2.2. Afin de maîtriser l'évolution des coûts de ces dispositifs, des systèmes de régulation ont été mis en place
en France : financée auparavant par une contribution des consommateurs sur leur facture d'électricité gérée par EDF, la péréquation tarifaire est désormais financée par le budget général de l'État et un compte d'affectation spéciale « transition énergétique », alimentés par la contribution des consommateurs, d'une part, et le produit de taxes sur la consommation de produits énergétiques, d'autre part ; au Portugal : la péréquation est financée par des contributions des consommateurs domestiques uniquement ; en Espagne : la péréquation est financée pour moitié par les contributions des consommateurs, et pour moitié par le budget général de l'État ; au Royaume-Uni, la péréquation tarifaire avec l'île de Shetland est financée par un double dispositif de financement : le Hydro Benefit Replacement Scheme, à l'échelle nationale, reposant sur une surtaxe appliquée par le gestionnaire de réseau National Grid à l'ensemble des fournisseurs et répercutée sur les consommateurs hors nord de l'Écosse ; un dispositif de péréquation à l'échelle régionale, au sein de la zone nord de l'Écosse couverte par SHE, moyennant une taxe appliquée par le régulateur et prélevée par SHE sur les consommateurs du nord de l'Écosse.
Annexe IV
Dans le cadre des dispositifs de péréquation tarifaire, la différence entre les coûts et les recettes de production des entreprises électriques est compensée par l'État ou par d'autres systèmes de mutualisation des surcoûts. Afin de maîtriser l'évolution de la charge financière que ces dispositifs font peser sur la collectivité, des systèmes de régulation ont été mis en place dans certaines ZNI pour inciter les producteurs à une gestion efficace. France La Commission de régulation de l'énergie (CRE) est chargée de fixer chaque année le montant des charges de service public de l'électricité compensées aux fournisseurs historiques dans les ZNI au titre des surcoûts qu'ils supportent pour la production ou l'achat de l'électricité qu'ils distribuent. Les charges de service public de l'électricité sont calculées à partir d'une comptabilité spécifique tenue par les opérateurs, dont la CRE définit les règles. Les surcoûts sont définis comme l'écart entre le coût normal et complet de production (ou le coût d'achat de l'électricité dans le cadre des contrats) et la part production du tarif réglementé de vente.
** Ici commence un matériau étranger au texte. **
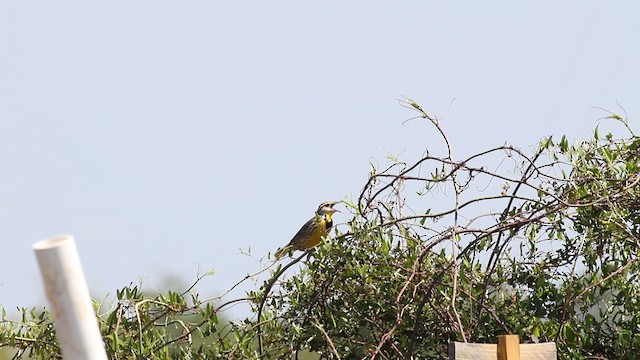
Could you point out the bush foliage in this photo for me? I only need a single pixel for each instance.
(541, 243)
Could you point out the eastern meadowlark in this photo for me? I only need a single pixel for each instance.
(313, 231)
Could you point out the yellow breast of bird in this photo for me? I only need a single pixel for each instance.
(316, 237)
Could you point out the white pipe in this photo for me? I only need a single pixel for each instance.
(64, 283)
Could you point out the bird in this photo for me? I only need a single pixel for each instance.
(313, 231)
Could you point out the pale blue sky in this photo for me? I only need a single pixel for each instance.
(166, 135)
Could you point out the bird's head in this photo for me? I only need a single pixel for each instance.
(326, 208)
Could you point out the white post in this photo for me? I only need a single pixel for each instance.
(64, 283)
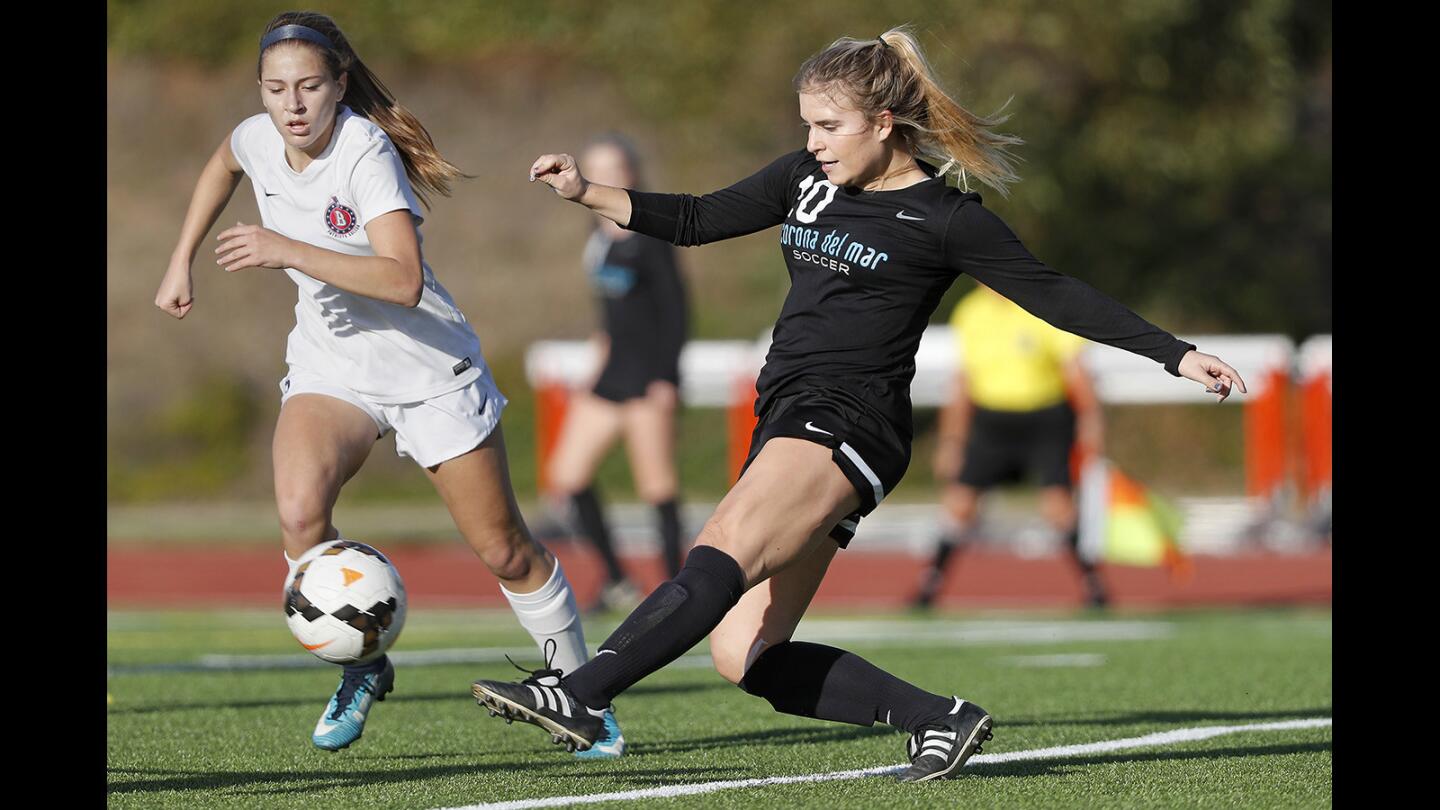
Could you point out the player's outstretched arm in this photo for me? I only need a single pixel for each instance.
(563, 175)
(212, 193)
La CRE procède au calcul du « coût normal et complet pour le type d'installation de production considéré dans la zone » qui sert de référence pour l'évaluation des coûts des moyens de production des fournisseurs historiques et de ceux des producteurs tiers qui font l'objet d'un contrat d'achat. Il correspond « aux coûts de construction et d'exploitation d'une installation de production apportant la solution la plus économique pour satisfaire le besoin du système électrique identifié dans le bilan prévisionnel du gestionnaire de réseau », sauf lorsqu'il correspond à un objectif précis de politique énergétique prévu par la programmation pluriannuelle de l'énergie. Un dispositif de bonus/malus incite les producteurs à assurer une bonne disponibilité de leur production.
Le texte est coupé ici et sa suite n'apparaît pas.